Lieutenant Ackerman sighed. “I'll find out,” he said. He called back ten minutes later. “Well, here it is. They stopped in Traverse City, according to the pilot, because the weather hadn't cleared yet in Pellston. But then it cleared up right away and he came on. He had two passengers who got off in Traverse City.”

“Good Lord!” Mulheisen groaned. “Who were the passengers? Find out about the passengers. Get a description, and find out who employed this pilot.”

Ten minutes later, the answer came back. The pilot was very cooperative. He said the passengers were named Mr. Gordon and Mr. Arthur. Mr. Gordon was tall and had a pitted face. Mr. Arthur was short and dark. The airplane belonged to a private corporation in New Jersey, the Seaboard Corporation, but was usually kept in Miami. Late Christmas Eve, the pilot was informed by his employers that the plane had been chartered by a Mr. Arthur, who would
be leaving shortly with another gentleman. He was to take Mr. Arthur and Mr. Gordon wherever they wished to go, so long as it wasn't outside the country. Beyond that, Oliver Lewis was saying nothing until he had a lawyer.

Twenty-six

They were setting up a meeting. Mulheisen was sure of it, and he could guess what the meeting was about. The question was, how could Clippert get to the meeting? It didn't seem probable that he could, but Mulheisen knew that if he could get into town, other people could. It just wouldn't be easy, that's all.

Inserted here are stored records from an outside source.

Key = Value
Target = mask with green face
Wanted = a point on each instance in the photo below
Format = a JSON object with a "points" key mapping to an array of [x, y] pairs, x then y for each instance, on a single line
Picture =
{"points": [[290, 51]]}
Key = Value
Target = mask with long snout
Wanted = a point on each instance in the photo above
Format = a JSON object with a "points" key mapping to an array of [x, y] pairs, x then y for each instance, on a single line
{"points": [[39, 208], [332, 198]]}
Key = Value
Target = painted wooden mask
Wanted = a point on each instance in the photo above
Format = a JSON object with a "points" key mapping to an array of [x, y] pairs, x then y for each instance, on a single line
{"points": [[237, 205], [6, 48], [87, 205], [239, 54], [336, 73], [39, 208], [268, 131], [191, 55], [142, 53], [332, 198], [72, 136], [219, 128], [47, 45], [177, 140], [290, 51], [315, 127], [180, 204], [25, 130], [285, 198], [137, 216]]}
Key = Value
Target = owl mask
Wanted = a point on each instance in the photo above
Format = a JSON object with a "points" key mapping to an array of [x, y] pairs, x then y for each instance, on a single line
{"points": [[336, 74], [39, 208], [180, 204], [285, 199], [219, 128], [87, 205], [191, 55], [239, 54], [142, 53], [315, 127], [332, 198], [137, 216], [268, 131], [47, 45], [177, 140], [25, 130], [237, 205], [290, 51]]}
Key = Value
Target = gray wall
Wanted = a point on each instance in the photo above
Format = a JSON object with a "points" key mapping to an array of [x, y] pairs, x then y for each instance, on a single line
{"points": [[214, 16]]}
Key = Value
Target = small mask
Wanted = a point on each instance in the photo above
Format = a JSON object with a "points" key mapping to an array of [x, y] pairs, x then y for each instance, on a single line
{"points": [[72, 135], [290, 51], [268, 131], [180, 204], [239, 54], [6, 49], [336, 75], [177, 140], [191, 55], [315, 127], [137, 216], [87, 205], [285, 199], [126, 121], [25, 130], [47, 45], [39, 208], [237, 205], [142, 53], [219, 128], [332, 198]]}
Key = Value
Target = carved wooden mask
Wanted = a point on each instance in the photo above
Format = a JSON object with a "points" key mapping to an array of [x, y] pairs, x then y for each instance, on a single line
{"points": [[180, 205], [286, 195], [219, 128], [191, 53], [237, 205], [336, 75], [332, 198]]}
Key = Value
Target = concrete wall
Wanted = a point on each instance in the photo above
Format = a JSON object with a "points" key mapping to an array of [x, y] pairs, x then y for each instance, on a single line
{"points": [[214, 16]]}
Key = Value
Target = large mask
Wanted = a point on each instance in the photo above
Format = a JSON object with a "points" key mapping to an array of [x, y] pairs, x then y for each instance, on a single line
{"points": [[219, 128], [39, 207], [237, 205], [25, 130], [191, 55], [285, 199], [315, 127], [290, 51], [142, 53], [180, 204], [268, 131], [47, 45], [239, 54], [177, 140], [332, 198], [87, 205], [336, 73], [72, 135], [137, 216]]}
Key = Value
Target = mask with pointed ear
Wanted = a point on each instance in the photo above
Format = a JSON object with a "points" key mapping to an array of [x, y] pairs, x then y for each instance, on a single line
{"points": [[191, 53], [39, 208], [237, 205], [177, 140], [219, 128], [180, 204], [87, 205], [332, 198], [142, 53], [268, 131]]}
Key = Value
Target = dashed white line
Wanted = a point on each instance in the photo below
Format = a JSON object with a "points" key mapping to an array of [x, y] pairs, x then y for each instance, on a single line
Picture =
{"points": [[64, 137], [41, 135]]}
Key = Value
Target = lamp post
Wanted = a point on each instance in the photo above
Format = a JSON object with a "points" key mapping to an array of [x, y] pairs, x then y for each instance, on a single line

Mulheisen went outside. The snow had stopped completely and the wind was dying. What the forecasters had hoped for had happened. The ridge of high pressure over eastern Canada and the Midwest had shifted, permitting the storm to continue its normal eastward course. Now a high-pressure system of cold, arctic air was moving in. Christmas Day would dawn brilliantly clear and the temperature would be well below zero. A great day for the kids to go down to the canals that lined the Detroit River and try out their new hockey skates.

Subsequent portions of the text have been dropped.